La confusion des genres, le fantasme, la sexualité sont des sujets sensibles que Jean Genet ose aborder franchement dans Notre-Dame des Fleurs. Il n’a pas la vocation de plaire à un lectorat qu’il devine plus ou moins hostile au monde qu’il met en scène. Ses personnages de Divine/ Louis Culafroy et Notre-Dame des Fleurs/Adrien Baillon lui permettent de raconter l’univers des vagabonds, des criminels, des travestis et des prostitués, mais aussi de représenter des héros qui ne répondent pas à une certaine binarité. Il désigne Divine aussi bien par le masculin que le féminin par exemple. Quant à Notre-Dame des Fleurs, c’est un assassin qui porte un surnom féminin. Il vit au milieu des travestis et des prostitués, mais il a peur qu’on se moque de lui lorsqu’il porte lui-même une robe pour la première fois. Son triomphe dans cette tenue le pousse ensuite à accepter son identité multiple. Jean Genet l’écrit lui-même : « Je raffole des travestis » et quelques lignes plus bas, « J’aime l’imposture ». Le travestissement des personnages correspond à celui de l’auteur. La frontière entre la vérité et l’invention est mince, il est difficile de mêler le vrai du faux. Le masculin du féminin.

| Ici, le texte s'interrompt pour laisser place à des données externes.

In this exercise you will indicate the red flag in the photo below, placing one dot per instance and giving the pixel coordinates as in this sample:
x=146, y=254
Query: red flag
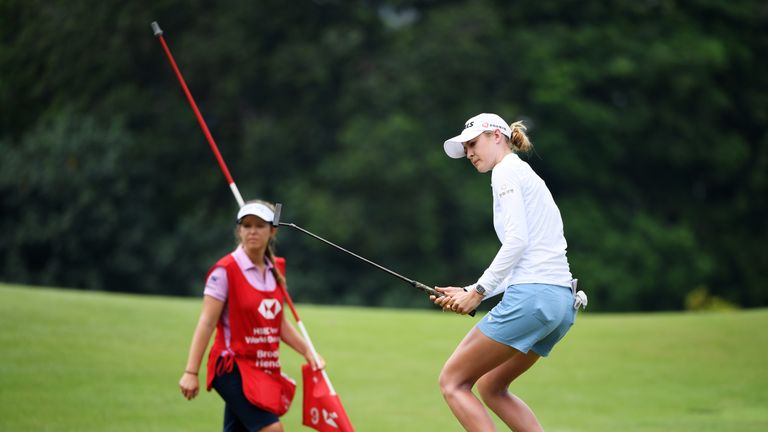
x=322, y=408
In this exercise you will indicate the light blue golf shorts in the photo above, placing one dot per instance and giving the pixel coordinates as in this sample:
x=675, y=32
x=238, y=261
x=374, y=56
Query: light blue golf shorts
x=531, y=317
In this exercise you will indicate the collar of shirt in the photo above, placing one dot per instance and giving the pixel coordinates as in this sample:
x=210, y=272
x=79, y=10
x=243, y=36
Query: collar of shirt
x=245, y=262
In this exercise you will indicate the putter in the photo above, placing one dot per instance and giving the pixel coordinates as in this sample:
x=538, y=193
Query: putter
x=414, y=283
x=158, y=32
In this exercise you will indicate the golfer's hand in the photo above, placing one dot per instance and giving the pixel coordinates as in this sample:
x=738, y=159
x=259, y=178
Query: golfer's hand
x=464, y=302
x=189, y=385
x=319, y=364
x=445, y=301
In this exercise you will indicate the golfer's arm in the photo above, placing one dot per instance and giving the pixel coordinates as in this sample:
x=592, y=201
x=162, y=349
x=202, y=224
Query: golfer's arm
x=209, y=317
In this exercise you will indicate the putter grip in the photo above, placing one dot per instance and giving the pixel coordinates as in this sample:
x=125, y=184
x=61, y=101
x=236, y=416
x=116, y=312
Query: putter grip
x=432, y=291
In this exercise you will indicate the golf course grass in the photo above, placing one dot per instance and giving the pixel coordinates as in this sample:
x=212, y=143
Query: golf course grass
x=84, y=361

Avec l’évolution des mentalités, les questions d’identité et de genre sont plus souvent abordées et débattues, il existe moins de tabous qui amènent à porter un jugement de valeur sur le travestissement d’un homme. La nouvelle de Ruth Rendell, « Une nouvelle amie », le montre bien quand Christine surprend David en tenue féminine et qu’il lui explique : « Mais je n’ai pas envie d’être une femme. Simplement, ça me fait plaisir de m’habiller en femme de temps en temps. » Une fois la surprise passée, Christine juge simplement que David travesti est une belle femme et elle se fait une joie de sortir avec sa nouvelle amie. Cependant, le dévoilement qui annule la transformation, le retour de la nouvelle amie à David, renoue avec l’impossibilité amoureuse de Séraphine. Christine apprécie la femme incarnée par David, pas David lui-même.

Sinon, le travestissement, même s’il ne se départit pas d’un aspect provocateur, paraît moins subversif et s’il est abordé dans la littérature contemporaine, c’est souvent par un biais historique, comme le fait Wesley Stace avec L’Infortunée dont l’intrigue se déroule au début du XIXème siècle. Il renoue également avec l’idée de spectacle quand il est évoqué à travers la représentation de drag queens, comme dans Jolis, jolis monstres de Julien Dufresne-Lamy.
L’idée de transgresser les codes, de brouiller la frontière entre le féminin et le masculin, de bousculer les préjugés persiste dans la représentation du travestissement, bien que les enjeux soient différents puisque la notion d’illégalité a disparu.